Tricky problem I’m trying to solve.
I know I can find all the custom operators in the scene with FindObjects() and traverse operator output ports to find out where the operator is connected, but in this particular case I need to go the opposite direction.
The problem I need to solve is:
Given an arbitrary object in the scene, determine if it has a custom operator applied to it.
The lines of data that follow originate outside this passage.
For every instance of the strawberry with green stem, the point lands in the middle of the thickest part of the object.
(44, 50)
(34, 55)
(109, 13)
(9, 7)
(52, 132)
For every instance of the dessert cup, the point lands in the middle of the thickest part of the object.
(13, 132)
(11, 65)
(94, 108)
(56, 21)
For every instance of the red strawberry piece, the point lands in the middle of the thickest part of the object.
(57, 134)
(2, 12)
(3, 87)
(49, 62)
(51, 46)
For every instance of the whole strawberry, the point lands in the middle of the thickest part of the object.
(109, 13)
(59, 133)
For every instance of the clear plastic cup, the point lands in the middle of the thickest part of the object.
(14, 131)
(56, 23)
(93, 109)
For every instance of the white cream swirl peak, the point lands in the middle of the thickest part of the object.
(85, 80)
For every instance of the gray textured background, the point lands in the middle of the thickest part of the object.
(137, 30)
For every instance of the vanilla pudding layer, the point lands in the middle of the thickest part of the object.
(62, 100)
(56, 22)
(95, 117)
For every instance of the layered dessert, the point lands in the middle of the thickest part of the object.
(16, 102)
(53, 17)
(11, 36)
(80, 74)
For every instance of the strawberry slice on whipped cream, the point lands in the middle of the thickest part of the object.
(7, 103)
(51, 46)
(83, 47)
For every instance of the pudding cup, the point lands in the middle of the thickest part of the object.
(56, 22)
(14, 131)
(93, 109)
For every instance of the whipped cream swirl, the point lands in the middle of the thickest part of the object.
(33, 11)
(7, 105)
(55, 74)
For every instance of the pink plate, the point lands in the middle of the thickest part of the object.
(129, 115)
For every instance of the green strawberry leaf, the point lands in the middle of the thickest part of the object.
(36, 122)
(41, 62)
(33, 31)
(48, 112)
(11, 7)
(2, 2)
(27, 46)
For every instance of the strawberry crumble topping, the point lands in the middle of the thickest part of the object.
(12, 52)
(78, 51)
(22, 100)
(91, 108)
In my test cases I have used FindObjects() to locate the custom operators and print out their output port connections. In nearly all instances the custom operator doesn’t show up in the scene explorer where the output port claims it should be.
Example:
A custom operator which drives the translation U and V (projtrsu, projtrsv) parameters of a texture projection Def property. When I query those parameters for their sources, they return a reference to the custom operator driving them. When I query the custom operator’s output ports, they say the operator lives on the texture projection def property. Yet when I open the scene explorer and navigate to the texture projection def property, no operator is found. Instead an instance is nested below each parameter connected to the output ports. Illustration from scene explorer:
PolygonMesh
Primitive
Clusters
SampleCluster
Texture_Projection
Texture_Projection_Def
(CustomOperator.FullName points here)
Projscl
Projrot
Projtrs
Projtrsu
CustomOperator (actual location)
Projtrsv
CustomOperator (actual location)
When I query the Texture Projection Def’s various collections (Properties, NestedObjects, …), the custom operator is nowhere to be found.
So given an arbitrary scene object, how do I determine if it has a custom operator other than resorting to FindObjects()?
Matt
Correct me if I’m wrong, but it appears your code only deals with the construction history. It doesn’t consider cases where the custom operator lives elsewhere such as my example.